Mr Shearer said he would "absolutely" stay in politics.

"I'd like to play a positive role, a senior role, in whatever comes up and if I can do that, that will certainly satisfy me," he said.

"You don't get into politics to sit on the back benches and twiddle your thumbs."

He would not say which Labour leadership candidate he supported, but said the party had to get behind whoever won.

"We can't do anything else because if we don't do that, then we won't win. It's as simple as that. The most corrosive issue for us in the Labour party has been disunity."

Meanwhile, a Q+A Colmar Brunton poll of 510 people found Mr Cunliffe was the preferred Labour leadership candidate.

Asked which candidate was most likely to beat Prime Minister John Key in next year's election, 39 per cent said Mr Cunliffe, 18 per cent said Shane Jones and 15 per cent said Grant Robertson.

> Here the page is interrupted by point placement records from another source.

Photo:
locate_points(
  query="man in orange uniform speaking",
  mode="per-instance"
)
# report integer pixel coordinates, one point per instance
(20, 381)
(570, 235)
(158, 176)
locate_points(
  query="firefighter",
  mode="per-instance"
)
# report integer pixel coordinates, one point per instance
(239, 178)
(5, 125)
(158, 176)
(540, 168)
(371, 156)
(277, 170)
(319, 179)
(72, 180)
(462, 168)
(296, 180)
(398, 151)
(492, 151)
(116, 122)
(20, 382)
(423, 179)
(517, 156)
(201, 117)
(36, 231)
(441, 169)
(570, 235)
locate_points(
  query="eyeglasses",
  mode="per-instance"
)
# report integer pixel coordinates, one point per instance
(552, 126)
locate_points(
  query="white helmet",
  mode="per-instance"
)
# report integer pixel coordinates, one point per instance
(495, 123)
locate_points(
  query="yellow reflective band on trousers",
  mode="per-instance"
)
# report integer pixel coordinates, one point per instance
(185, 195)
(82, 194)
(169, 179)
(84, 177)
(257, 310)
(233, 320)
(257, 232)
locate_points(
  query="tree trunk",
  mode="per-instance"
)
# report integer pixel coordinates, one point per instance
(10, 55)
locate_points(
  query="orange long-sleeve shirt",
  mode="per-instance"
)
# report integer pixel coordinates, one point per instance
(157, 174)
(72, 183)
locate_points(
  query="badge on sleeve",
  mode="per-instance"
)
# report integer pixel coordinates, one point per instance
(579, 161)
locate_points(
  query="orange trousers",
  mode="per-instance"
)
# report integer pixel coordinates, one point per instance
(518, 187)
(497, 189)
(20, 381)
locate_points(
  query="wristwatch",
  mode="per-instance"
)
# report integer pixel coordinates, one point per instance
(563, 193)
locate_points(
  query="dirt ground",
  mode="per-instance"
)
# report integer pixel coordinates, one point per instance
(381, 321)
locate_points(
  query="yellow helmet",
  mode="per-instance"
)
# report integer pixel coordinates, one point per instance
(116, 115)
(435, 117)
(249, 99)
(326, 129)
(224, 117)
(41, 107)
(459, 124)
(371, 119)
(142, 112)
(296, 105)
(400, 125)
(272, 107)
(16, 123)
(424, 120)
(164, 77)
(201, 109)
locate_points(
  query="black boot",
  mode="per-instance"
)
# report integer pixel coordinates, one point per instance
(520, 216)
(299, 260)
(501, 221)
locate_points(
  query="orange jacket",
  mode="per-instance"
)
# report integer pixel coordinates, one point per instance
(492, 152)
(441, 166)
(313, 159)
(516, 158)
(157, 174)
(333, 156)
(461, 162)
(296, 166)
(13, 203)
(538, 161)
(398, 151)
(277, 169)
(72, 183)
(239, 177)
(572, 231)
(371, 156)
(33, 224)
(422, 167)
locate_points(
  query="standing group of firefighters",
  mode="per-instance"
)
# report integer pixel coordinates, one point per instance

A further 10 per cent said none and 18 per cent did not know.

As for the candidate most likely to beat Mr Key in a television debate, 36 per cent said Mr Cunliffe, 27 per cent said Mr Jones and 11 per cent said Mr Robertson.

Twelve per cent said none and 14 per cent did not know.

But Mr Cunliffe was just beaten by Mr Jones as the candidate best able to identify with the average New Zealand voter, with Mr Jones on 31 per cent and Mr Cunliffe on 29 per cent.

Mr Robertson was on 19 per cent, while 5 per cent of respondents said none and 17 per cent did not know.